In the past businesses have turned to outsourcing to gain assistance with controlling costs and managing operations tasks. Over recent years, outsourcing has begun to receive negative connotations due to the idea that control is given up once the decision to outsource is made.

However, a new trend is emerging in the hospitality and food service industries that allows owners and operators to remain in control while still being able to minimize cost risks and increase product and service consistency, which is co-sourcing.

By definition, the term co-sourcing is a business practice where a service is performed by a staff from inside an organization and also by an external service provider. Co-sourcing, unlike outsourcing, doesn’t involve simply handing work off to a third party. Instead, co-sourcing is teaming up with an external service provider to make food and beverage purchasing operations tasks easier, more efficient and cost-effective.

For instance, co-sourcing may involve supplementing the internal purchasing staff with a specialized skill, such as order entry program implementation services, which provides centralized standardization across the purchasing platform. Doing so would help in-house and culinary departments to ensure menu consistency and optimized cost effectiveness for the field operators.

“Part of our co-sourcing design is to have the management staff in a quarterback position,” says Scott Hoffmire, president of Source 1 Purchasing. “Management is on the front lines and expressing their needs, challenges and expectations to us, which allows us to help them navigate and get the best product fit with optimal pricing.”

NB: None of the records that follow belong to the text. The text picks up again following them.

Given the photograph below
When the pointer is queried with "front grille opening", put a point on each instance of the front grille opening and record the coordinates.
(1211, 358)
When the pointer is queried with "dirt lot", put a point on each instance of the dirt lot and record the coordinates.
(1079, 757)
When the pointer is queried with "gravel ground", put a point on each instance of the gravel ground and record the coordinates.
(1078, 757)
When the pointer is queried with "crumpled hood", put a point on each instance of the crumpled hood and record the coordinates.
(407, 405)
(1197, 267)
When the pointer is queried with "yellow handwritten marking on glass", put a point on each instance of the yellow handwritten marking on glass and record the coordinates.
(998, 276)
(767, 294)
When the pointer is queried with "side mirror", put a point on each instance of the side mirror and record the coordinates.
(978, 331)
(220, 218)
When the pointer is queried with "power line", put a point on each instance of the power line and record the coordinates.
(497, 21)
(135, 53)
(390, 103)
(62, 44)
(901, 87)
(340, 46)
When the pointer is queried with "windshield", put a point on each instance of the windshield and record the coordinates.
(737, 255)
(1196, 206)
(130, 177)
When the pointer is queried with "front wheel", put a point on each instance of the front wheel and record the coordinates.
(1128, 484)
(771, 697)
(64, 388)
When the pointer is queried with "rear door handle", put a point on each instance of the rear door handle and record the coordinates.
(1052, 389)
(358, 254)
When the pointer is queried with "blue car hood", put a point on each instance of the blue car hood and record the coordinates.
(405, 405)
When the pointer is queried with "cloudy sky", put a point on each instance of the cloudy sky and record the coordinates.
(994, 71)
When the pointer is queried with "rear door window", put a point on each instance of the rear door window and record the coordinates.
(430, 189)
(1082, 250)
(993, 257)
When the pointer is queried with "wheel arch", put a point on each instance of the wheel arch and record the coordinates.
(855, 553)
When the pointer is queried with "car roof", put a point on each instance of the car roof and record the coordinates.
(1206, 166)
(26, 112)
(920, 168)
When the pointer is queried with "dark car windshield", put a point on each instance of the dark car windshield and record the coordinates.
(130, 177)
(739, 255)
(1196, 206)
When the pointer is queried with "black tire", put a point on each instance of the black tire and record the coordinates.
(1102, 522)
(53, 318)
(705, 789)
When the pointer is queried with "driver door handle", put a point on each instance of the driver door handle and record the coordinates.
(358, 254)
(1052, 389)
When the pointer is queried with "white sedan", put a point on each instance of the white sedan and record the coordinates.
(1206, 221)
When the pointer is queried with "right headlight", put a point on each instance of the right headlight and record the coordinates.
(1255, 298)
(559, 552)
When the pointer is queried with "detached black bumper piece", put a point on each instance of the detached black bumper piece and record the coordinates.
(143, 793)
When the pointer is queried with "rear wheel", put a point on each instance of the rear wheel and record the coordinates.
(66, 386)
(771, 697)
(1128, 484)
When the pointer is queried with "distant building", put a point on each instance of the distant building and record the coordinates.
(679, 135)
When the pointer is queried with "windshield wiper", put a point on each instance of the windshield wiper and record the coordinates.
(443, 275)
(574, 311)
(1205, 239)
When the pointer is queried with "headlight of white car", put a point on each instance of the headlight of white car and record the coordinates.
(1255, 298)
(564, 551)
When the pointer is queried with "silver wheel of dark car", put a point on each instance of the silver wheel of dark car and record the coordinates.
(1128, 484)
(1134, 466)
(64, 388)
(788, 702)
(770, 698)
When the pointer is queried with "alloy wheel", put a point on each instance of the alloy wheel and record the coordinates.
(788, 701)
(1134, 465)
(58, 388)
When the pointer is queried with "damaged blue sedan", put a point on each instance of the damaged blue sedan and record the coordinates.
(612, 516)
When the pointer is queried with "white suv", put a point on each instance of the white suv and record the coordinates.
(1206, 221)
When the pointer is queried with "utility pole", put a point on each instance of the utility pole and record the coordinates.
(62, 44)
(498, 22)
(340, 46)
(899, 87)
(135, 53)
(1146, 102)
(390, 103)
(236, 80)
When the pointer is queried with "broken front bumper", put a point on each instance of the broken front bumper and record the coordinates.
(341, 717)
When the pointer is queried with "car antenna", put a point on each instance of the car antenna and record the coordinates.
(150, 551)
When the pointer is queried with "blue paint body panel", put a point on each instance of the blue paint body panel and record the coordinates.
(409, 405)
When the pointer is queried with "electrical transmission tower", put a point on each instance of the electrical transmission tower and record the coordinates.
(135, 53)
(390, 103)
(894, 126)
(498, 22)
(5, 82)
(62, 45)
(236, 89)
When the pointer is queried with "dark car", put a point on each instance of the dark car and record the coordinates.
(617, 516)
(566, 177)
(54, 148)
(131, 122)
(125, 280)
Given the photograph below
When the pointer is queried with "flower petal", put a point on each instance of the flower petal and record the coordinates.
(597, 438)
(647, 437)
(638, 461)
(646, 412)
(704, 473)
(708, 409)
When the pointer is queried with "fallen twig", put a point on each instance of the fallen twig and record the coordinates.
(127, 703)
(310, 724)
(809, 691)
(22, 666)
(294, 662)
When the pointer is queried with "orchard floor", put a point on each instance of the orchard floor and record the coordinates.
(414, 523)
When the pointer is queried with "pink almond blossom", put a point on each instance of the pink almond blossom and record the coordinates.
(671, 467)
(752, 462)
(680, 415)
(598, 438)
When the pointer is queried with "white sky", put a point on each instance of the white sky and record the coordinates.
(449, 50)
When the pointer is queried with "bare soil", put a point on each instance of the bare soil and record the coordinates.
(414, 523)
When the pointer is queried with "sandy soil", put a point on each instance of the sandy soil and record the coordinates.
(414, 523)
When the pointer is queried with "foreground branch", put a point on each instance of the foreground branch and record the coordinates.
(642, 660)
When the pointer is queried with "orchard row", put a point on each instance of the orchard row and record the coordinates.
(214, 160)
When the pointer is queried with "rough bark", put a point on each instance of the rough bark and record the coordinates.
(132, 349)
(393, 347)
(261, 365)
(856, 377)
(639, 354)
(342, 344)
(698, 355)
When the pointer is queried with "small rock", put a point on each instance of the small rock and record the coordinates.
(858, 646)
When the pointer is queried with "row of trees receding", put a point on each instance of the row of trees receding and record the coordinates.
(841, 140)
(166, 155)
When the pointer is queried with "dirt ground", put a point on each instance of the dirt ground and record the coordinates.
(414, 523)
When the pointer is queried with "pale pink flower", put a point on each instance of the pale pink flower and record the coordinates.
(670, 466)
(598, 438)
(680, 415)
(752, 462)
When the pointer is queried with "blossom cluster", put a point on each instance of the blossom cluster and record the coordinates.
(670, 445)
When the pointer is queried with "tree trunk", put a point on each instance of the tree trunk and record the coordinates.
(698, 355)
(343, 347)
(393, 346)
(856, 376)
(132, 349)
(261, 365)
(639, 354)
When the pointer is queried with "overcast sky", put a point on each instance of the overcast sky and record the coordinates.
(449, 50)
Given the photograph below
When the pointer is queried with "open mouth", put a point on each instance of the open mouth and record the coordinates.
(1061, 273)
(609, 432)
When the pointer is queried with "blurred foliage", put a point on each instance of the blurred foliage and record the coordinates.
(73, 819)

Co-sourcing allows for a procurement specialist to harness the entire supply chain in order to meet specified needs, while allowing owners and operators to remain in control of the decisions. Unlike outsourcing purchasing, which can be seen as surrendering, the co-sourcing formula works in that it keeps the buying power in the hands of the owner or operator.

In addition to helping owners and operators meet sourcing and procurement needs, co-sourcing helps to protect the brand’s promise and reputation. “On top of procurement management, owners and operators are also in charge of guest experience, the overarching theme and various promotions,” says Hoffmire. “Since we are operators serving operators, we are able to offer industry know-how and the ability to maintain a brand’s reputation through co-sourcing, which can take the powerless to powerful.”